You can construct a promise based on a qbo3 API call as follows:
qbo3.getPromise = function(cn, method, data) {
return new Promise(function(resolve, reject) {
new (qbo3[cn] || qbo3[cn + 'Object'])().invokeJson(method, data, { success: resolve, error: reject });
})
}
where:
cn
: is the className of the API endpoint (e.g. Process
, Loan
, Person
, Message
, etc.)
method
: is the class method to be invoked (e.g. Select
, Search
, Update
, etc.)
data
: is the JSON
data to be submitted
The (qbo3[cn] || qbo3[cn + 'Object'])
expression is just a bit of sugar to allow you to pass either Process
or ProcessObject
as the cn
parameter to qbo3.getPromise(...)
.
Then you can use:
var data = {...}
var myPromise = qbo3.getPromise('Process', 'StartRecordingTime', data)

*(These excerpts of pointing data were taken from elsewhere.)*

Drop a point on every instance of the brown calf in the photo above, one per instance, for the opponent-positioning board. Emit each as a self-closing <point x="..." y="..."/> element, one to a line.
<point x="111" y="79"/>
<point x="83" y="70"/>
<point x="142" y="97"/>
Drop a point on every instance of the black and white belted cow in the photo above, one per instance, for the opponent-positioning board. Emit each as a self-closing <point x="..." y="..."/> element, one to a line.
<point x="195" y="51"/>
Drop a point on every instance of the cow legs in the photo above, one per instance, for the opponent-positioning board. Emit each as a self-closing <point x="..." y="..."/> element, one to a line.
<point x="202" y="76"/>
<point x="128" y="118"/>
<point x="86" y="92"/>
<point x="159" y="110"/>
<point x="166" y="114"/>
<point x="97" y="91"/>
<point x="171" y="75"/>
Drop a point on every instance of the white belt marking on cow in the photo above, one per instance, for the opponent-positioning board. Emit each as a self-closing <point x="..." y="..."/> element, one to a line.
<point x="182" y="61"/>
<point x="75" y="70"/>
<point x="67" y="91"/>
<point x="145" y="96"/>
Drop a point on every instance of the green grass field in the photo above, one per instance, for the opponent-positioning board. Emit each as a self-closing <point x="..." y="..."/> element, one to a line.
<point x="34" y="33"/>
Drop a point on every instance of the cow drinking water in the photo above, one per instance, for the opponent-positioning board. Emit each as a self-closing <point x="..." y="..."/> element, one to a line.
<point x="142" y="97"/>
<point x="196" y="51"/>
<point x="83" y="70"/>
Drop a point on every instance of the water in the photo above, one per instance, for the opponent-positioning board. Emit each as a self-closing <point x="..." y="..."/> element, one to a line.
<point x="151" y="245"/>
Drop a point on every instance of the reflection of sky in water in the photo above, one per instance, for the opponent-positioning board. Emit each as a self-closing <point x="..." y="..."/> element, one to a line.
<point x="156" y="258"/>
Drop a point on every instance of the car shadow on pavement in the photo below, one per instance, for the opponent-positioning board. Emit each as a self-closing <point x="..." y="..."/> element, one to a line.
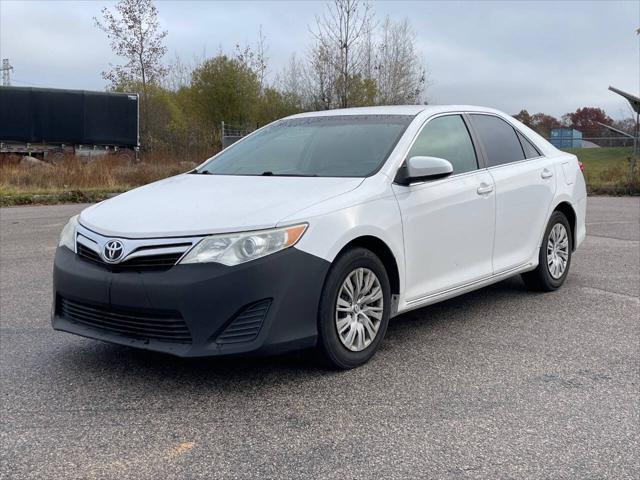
<point x="123" y="364"/>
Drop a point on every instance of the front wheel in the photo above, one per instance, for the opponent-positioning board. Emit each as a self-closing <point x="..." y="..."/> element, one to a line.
<point x="354" y="309"/>
<point x="554" y="257"/>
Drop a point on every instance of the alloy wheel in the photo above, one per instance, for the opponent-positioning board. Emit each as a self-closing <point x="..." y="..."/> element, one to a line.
<point x="359" y="309"/>
<point x="557" y="250"/>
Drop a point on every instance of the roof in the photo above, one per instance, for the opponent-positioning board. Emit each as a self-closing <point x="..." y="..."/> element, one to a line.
<point x="395" y="110"/>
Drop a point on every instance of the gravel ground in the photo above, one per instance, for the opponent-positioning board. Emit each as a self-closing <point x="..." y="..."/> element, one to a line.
<point x="499" y="383"/>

.then(return qbo3.getPromise('Process', 'RealWorldApiCall', data))
.then(return qbo3.getPromise('Process', 'EndRecordingTime', {}))

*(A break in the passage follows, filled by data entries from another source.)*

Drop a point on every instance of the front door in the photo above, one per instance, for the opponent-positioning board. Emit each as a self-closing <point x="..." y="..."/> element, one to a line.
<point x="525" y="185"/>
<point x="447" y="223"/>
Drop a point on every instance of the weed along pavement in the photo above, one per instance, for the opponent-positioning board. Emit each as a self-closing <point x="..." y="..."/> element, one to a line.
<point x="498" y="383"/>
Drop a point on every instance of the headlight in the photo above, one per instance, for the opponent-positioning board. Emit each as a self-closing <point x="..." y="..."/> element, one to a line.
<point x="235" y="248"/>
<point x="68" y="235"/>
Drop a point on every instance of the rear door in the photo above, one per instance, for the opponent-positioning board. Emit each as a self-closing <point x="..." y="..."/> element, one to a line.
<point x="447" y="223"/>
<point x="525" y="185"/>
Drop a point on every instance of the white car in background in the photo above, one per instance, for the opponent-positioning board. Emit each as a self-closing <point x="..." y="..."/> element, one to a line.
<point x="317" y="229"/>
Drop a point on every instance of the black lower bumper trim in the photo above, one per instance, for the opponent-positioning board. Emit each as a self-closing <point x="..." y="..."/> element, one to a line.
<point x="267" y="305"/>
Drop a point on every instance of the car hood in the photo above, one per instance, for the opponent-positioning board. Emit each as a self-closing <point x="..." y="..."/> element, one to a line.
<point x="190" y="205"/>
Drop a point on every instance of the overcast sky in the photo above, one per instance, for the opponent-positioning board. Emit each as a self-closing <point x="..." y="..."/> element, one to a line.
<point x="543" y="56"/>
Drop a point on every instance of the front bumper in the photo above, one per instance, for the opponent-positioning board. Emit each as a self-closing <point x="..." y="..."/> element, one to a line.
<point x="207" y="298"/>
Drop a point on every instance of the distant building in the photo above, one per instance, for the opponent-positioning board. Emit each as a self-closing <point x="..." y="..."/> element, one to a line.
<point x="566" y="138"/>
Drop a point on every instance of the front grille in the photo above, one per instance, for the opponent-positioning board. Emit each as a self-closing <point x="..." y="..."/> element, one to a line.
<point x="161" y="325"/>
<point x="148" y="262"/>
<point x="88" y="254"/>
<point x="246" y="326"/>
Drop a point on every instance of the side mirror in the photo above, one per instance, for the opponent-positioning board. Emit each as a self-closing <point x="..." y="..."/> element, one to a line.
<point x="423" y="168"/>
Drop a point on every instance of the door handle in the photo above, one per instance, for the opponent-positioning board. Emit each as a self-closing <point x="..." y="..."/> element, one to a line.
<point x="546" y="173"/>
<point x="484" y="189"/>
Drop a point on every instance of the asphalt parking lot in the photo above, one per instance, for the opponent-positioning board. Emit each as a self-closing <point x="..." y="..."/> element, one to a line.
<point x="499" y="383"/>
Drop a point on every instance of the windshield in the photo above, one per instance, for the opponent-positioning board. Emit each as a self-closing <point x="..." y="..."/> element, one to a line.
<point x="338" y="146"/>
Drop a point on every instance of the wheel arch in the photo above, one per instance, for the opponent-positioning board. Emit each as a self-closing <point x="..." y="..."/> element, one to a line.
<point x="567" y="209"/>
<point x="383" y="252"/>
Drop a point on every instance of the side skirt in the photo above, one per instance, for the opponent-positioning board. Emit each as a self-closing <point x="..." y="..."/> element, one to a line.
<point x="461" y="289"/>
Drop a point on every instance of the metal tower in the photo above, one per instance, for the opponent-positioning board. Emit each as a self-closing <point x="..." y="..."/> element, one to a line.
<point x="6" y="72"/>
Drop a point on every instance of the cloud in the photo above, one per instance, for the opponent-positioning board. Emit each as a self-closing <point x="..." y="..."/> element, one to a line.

More generic usage leveraging the results of one API for the data being passed to a subsequent call:
var somePromise = qbo3.getPromise('Person', 'Search', {"Person": "someuser@acme.com"})
.then(json => {
const id = json.PersonCollection.PersonItem[0].PersonID;
return qbo3.getPromise('ProcessObject', 'Search', { "CreatedPersonID": id })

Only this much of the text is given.